Christened the Alpine A110 R Le Mans, the Oreca LMP2-based hybrid contender will be revealed on 7 June at the Circuit de la Sarthe ahead of the centenary edition of the French endurance classic.
It will succeed the Alpine A480-Gibson with which the French manufacturer competed in the WEC in 2021-22, before returning to the LMP2 class this year with an Oreca 07.
The A480 was an Oreca-built car originally designed for the defunct Rebellion Racing team, meaning the A100 R Le Mans will be the first Hypercar that will be manufactured directly by Alpine - although it will be based on Oreca’s next-generation LMP2 chassis as part of the LMDh regulations.
Alpine intends to run two cars in the WEC next year, when the Hypercar field will be bolstered further by entries from Lamborghini and BMW.
Details about the Alpine A110 R Le Mans are spare at the moment, but executive director Bruno Famin revealed last year that it won’t use an F1 engine as the base of its powertrain, citing high costs. A spec hybrid system from Bosch, Xtrac and Williams Advanced Engineering will be mated to the Alpine-designed internal combustion engine.
Alpine has elected to wait until the second year of the LMDh regulations to debut its car, having first announced plans for a WEC programme in October 2021.
It will be joined on the grid by LMDh cars from Porsche, Cadillac, BMW and Lamborghini as well as LMH cars built by Toyota, Porsche, Ferrari, Glickenhaus and Vanwall.

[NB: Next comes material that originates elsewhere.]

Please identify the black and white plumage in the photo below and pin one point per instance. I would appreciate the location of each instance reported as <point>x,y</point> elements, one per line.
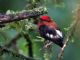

Alpine is expected to put all its focus on its Hypercar project next year, with its 2023 LMP2 programme a stopgap until its LMDh car is ready for 2024. The LMP2 class will be dropped from the WEC anyway in 2024, although the ACO has promised to reserve 15 entries for the class at Le Mans.
Alpine does not intend to race in the IMSA SportsCar Championship, where LMDh cars are also eligible to race in the GTP class as part of a unification of rules between the two series.
An Alpine/Renault car last took outright victory at Le Mans in 1978, when Jean-Pierre Jaussaud and Didier Pironi beat the Martini Porsche 936s in their V6-powered A442B.